Aggressive scaling of CMOS transistors in last four decades has resulted in circuits with progressively higher packing density, increased switching speed, and higher power density. However in future, CMOS technology nodes are predicted to suffer from greater intermediate to long-term reliability and circuit marginality problems. To address these problems researchers have proposed the usage of redundant circuits to detect and, in some cases, to correct transient or permanent field failures. The proposed solutions target 100% of circuit errors but are expensive in terms of area and more importantly power overhead, some times exceeding 200%. In this paper, we investigate a flexible, lower-overhead error detection scheme that provides trade-off between reliability and circuit overhead in terms of area, performance, and power. Simulation studies on a 32-bit multiplier circuit show that this scheme can provide greater than 90% fault coverage with 15 to 20% area overhead including overhead for the comparator circuitry.

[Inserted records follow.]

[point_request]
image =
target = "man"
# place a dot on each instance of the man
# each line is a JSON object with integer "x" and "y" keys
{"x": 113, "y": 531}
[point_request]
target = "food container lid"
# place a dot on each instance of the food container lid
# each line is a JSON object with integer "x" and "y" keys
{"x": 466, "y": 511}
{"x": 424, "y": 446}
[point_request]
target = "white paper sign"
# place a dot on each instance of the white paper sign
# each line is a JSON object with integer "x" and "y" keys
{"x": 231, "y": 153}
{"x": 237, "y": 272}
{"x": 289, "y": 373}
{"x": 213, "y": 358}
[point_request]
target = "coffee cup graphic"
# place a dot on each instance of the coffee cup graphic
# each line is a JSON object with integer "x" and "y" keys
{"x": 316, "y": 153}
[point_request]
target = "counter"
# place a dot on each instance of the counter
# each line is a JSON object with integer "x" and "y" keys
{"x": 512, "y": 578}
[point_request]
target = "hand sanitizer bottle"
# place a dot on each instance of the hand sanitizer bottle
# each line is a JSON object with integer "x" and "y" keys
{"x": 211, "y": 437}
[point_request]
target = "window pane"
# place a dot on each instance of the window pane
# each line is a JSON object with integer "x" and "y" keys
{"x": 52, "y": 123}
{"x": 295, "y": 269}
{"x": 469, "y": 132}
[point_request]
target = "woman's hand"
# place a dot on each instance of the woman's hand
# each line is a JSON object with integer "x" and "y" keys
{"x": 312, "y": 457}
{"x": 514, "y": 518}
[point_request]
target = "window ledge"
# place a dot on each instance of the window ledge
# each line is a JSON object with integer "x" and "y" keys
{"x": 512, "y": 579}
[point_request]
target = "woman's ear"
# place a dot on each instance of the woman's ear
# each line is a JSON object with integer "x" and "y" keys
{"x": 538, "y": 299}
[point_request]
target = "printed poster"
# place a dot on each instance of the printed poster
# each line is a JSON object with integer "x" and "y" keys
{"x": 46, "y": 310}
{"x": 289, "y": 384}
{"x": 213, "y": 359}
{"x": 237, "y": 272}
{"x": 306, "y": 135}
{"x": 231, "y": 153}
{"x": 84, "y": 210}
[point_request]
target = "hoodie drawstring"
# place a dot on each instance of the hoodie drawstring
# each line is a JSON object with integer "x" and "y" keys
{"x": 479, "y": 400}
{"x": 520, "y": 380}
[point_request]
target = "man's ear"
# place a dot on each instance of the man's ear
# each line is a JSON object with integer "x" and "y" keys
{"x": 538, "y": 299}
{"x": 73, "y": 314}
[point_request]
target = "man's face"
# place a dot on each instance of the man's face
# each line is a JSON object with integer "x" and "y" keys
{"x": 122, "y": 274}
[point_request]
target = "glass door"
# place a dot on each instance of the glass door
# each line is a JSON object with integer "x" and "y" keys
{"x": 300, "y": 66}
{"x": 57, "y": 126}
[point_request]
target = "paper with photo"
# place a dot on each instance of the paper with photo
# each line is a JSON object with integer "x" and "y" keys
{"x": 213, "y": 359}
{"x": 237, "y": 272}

Additionally, the redundant portion of the circuit can be turned off when concurrent checking is not critical, resulting in power savings. Currently, mainstream desktop processors use low-cost error detection schemes in busses, IOs and sometimes in embedded memories to reduce likelihood of silent data corruption (SDC). The discussed approach provides significant reduction in likelihood of silent data corruption in generally unprotected arithmetic circuits at a small cost.